Il n’y a pas de réponse quantifiable : il faut mâcher le nombre de fois nécessaire jusqu’à ce que les aliments soient assez broyés et imprégnés de salive pour être transformés en bol alimentaire. Ce nombre diffère selon l’aliment mais aussi selon les individus : pour un même aliment, trois personnes avec un état oral correct auront besoin de 20 ou 40 ou 60 coups de dents pour former trois bols comparables au moment de la déglutition.
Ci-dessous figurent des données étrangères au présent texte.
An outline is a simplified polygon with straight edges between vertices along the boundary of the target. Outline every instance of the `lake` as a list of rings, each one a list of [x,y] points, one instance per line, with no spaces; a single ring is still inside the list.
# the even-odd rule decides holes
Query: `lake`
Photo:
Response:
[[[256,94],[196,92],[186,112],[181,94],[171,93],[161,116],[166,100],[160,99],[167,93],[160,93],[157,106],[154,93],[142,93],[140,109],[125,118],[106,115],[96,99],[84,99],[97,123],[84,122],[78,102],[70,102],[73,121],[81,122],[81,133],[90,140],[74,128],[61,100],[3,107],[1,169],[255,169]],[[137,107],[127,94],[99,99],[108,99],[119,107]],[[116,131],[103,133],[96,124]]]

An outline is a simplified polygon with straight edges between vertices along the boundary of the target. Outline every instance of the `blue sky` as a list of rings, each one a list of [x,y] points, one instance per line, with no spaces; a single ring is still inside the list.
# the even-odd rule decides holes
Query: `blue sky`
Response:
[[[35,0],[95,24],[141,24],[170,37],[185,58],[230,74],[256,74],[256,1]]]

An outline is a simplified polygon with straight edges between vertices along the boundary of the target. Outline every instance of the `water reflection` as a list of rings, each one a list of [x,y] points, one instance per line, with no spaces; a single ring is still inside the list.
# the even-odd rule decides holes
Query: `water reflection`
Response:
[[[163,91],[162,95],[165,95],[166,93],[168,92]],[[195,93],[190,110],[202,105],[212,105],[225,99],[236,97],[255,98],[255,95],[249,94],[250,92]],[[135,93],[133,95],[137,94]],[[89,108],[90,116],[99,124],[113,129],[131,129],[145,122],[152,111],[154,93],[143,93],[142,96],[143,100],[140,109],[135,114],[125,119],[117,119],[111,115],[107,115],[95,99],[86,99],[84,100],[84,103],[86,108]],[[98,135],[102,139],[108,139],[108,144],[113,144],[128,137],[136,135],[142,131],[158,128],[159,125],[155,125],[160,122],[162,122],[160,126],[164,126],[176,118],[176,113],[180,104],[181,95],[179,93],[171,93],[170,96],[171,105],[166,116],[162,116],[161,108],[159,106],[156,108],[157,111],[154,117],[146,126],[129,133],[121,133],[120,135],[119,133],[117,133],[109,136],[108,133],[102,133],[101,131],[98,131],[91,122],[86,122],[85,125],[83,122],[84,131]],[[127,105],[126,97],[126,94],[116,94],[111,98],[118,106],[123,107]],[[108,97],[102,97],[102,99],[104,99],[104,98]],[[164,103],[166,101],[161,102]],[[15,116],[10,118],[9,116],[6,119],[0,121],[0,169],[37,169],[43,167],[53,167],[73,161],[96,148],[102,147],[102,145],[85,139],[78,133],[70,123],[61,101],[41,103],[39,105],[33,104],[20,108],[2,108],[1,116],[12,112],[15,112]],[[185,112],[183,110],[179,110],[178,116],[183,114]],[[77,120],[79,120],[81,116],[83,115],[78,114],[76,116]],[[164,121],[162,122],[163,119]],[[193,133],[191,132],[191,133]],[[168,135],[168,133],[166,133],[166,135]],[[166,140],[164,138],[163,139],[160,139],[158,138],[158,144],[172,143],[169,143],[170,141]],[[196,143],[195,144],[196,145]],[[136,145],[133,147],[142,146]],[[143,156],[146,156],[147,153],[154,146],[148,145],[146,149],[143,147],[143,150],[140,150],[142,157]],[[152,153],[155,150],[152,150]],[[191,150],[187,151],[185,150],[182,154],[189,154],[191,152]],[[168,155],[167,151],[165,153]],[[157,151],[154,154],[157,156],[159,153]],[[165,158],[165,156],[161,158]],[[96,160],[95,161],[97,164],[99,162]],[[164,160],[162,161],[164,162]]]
La personne qui a besoin de 15 coups de dents pour mastiquer une tomate aura besoin de 23 coups pour une carotte, et celle qui a besoin de 40 coups va devoir en fournir 45 et ainsi de suite… Nous n’avons pas tous le même « équipement » dans la bouche ni le même apprentissage ce qui entraîne une très grande variabilité qu’il est nécessaire de respecter. Même si il est évident qu’il ne faut pas avaler tout rond, il n’est pas utile de mastiquer 2 fois plus longtemps si l’on sait que ce n’est pas nécessaire pour former un bol cohésif. Il faut simplement s’adapter à chaque aliment et à chaque texture, en fonction de ses propres possibilités. Naturellement, pour maintenir le potentiel de l’appareil masticateur, on essaiera de privilégier des aliments plutôt durs et d’éviter ceux qui sont trop mous.


Vous avez parlé d’apprentissage, c’est si important d’apprendre à nos enfants de bien mâcher ?

Bien sûr. Il s’agit d’une des raisons pour expliquer les différences de mastication chez les adultes. Les habitudes que l’on acquiert dans son enfance durent toute la vie. Ainsi ce que l’on a entendu étant petit conditionne le masticateur que nous serons adulte, différent selon si on lui a répété de se dépêcher de finir son assiette ou de bien mâcher avant d’avaler. Apprendre à mastiquer tôt a un rôle important sur les aspects physiologiques comme le développement des structures orales. Mais les variabilités personnelles sont également dues à l’histoire dentaire. Une douleur à répétition d’un côté de la bouche va conduire à mastiquer plus de l’autre côté et donc à développer d’autres habitudes de mastication. L’expérience personnelle est primordiale pour comprendre pourquoi chaque personne n’a pas besoin de la même intensité de mastication.


A titre personnel, faites-vous attention à la mastication lors de vos repas ?

Oui mais surtout pour la première bouchée et plutôt lorsque je découvre de nouvelles textures d’aliments. Personnellement, j’en fais rapidement abstraction même si au contraire, je répète à mes enfants de bien mâcher avant d’avaler.